[Biopython] Legacy blastn XML outfile parsing is slow. What XML parser is actually used?

Sun Sep 16 17:44:23 UTC 2012

Hi Michiel,

> Thanks for the links! This is actually the first time I looked at the SearchIO module in detail.

You're welcome :).

> I noticed that there is a large overlap between the functionality in Bio.Blast and the SearchIO module. We should definitely avoid having two sets of Blast parsers; as the recent discussion shows, one set of Blast parsers is hard enough already.
>
> So I would strongly suggest to integrate the SearchIO module with Bio.Blast.
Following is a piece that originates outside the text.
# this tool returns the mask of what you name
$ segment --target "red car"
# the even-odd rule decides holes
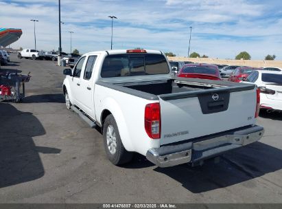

Here "integrate" could mean as little as using the Bio.Blast name space, and making sure we don't lose any functionality. (Or we could pick a better name than Bio.Blast, since SearchIO also includes blat, exonerate, etc.; but since Blast is the most important one perhaps using Bio.Blast for all of them is OK). The final outcome would then be that the parsers currently in SearchIO will replace the parsers currently in Bio.Blast.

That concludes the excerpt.